*Most rappers embellish their bad behavior to sell more records, but a relatively unknown music group is now behind bars for actually committing the crimes they rap about.
According to Gothamist, 39 alleged gang members, all of whom are involved with the Brooklyn-based rap group Pop Up Boyz, were arrested earlier this week after being accused of running a $414,000 credit card scam.
Over the past year, authorities say that the defendants stole identities from the Dark Web and began creating their own fraudulent credit cards with the information. The group would then frequent high-end retail stores like Barneys and Saks Fifth Avenue to purchase expensive goods in hopes of reselling them on the streets.
“The defendants went on a series of shopping sprees paid for by their victims, many of whom may have been unaware that their information was stolen until fraudulent charges appeared on their credit card statements,” said District Attorney Cyrus Vance.
“In at least one case, an individual is accused of making nearly twenty trips to the same luxury department store to buy designer clothes and merchandise,” Vance continued, adding that Barneys accrued $258,000 in losses as a result of the scam.
Credit card fraud costs Americans about $8 billion each year, and scams involving luxury retailers are fairly common. However, it is extremely rare for fraudsters to brag about their crimes through music, let alone in such a blatant manner.
One of Pop Up Boyz’ songs, entitled “I’m a Scammer,” features lyrics such as, “I’m cracking cards ’cause I’m a scammer.” The song goes on to say, “Watch the money do a backflip, early morning up at Saks Fifth, you see it, you want it, you have it.”
— New York Daily News (@NYDailyNews) April 27, 2016
Many people assumed that these types of credit card scams would end once the new EMV chip cards were introduced, but this has not been the case.
As NACS Online reported, some scammers are actually finding it easier to steal personal information now that the EMV chip cards are in use. Fraudsters have been posing as banks in emails asking for personal information to “confirm” new credit cards, which has added yet another element to these crimes.
As for the Pop Up Boyz, authorities believe that the scam was developed by younger members of the group who grew up with computers. Instead of robbing people on the streets, the young rappers thought it would be safer to rob people on the internet.

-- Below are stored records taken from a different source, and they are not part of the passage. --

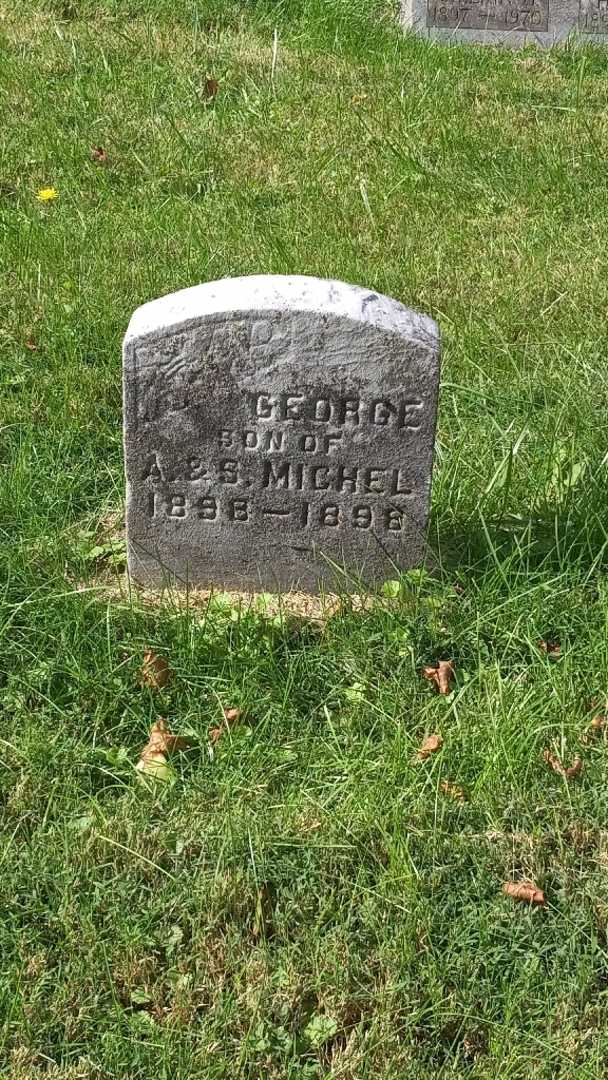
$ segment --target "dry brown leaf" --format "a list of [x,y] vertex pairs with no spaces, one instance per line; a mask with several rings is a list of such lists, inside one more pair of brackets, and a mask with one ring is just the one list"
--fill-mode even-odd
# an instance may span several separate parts
[[602,732],[606,728],[607,723],[608,718],[603,714],[600,714],[599,716],[594,716],[591,724],[589,725],[589,728],[587,728],[585,733],[583,734],[583,743],[590,743],[592,739],[596,739],[597,735],[602,734]]
[[425,679],[430,679],[437,686],[440,694],[450,694],[454,678],[454,661],[439,660],[437,667],[425,667],[422,670]]
[[141,666],[141,681],[151,690],[161,690],[169,682],[169,663],[153,649],[146,649]]
[[568,768],[566,768],[565,765],[562,765],[559,758],[553,754],[551,750],[543,750],[543,758],[547,762],[547,765],[553,769],[553,772],[558,773],[559,776],[564,776],[566,780],[573,780],[575,776],[578,776],[583,767],[583,763],[578,756],[575,757],[572,765],[568,766]]
[[442,746],[443,739],[441,735],[429,735],[418,750],[420,761],[424,761],[425,758],[430,757],[431,754],[435,754],[437,750],[441,750]]
[[466,802],[466,791],[460,784],[453,784],[451,780],[442,780],[439,787],[443,794],[447,795],[449,799],[454,799],[454,802]]
[[217,96],[219,92],[220,84],[217,79],[214,79],[211,75],[207,75],[205,79],[204,94],[207,101],[213,101],[213,98]]
[[523,900],[527,904],[544,904],[545,894],[537,889],[532,881],[505,881],[502,891],[512,900]]
[[538,647],[545,656],[548,656],[550,660],[559,660],[562,654],[562,647],[559,641],[539,641]]
[[26,337],[23,344],[25,345],[26,349],[30,350],[30,352],[37,352],[38,351],[38,343],[37,343],[36,339],[31,334],[29,335],[29,337]]
[[574,761],[572,762],[572,765],[570,765],[567,769],[564,769],[564,776],[566,777],[566,780],[573,780],[574,777],[578,776],[578,774],[582,771],[582,768],[583,762],[577,754]]
[[243,715],[242,709],[224,709],[224,722],[217,727],[211,728],[209,738],[212,743],[217,743],[225,731],[237,724]]
[[91,147],[91,161],[94,161],[96,165],[108,164],[108,154],[107,151],[104,150],[103,146]]
[[150,728],[150,738],[141,752],[141,757],[144,757],[147,750],[173,754],[176,750],[185,750],[188,745],[188,740],[184,739],[183,735],[174,735],[169,730],[167,721],[160,716]]
[[144,746],[135,768],[138,772],[155,776],[158,780],[168,780],[171,769],[168,758],[177,750],[185,750],[189,743],[181,735],[174,735],[162,717],[150,728],[150,738]]
[[595,695],[588,699],[585,706],[588,712],[595,713],[595,716],[589,722],[587,730],[581,736],[581,742],[588,746],[608,727],[608,715],[606,713],[608,702],[603,695],[601,697]]
[[229,726],[230,724],[236,724],[237,720],[240,720],[242,715],[242,709],[224,709],[224,720]]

“It’s a little safer for them to do. It takes more of an investigation to uncover the fraud and the use of the fraud, so they hide behind it a little bit better, but we’re attacking it from all angles,” said NYPD Inspector Joseph Dowling.
When the group was arrested, investigators found them in possession of equipment that is used to manufacture forged credit cards. Three firearms were also recovered from the gang.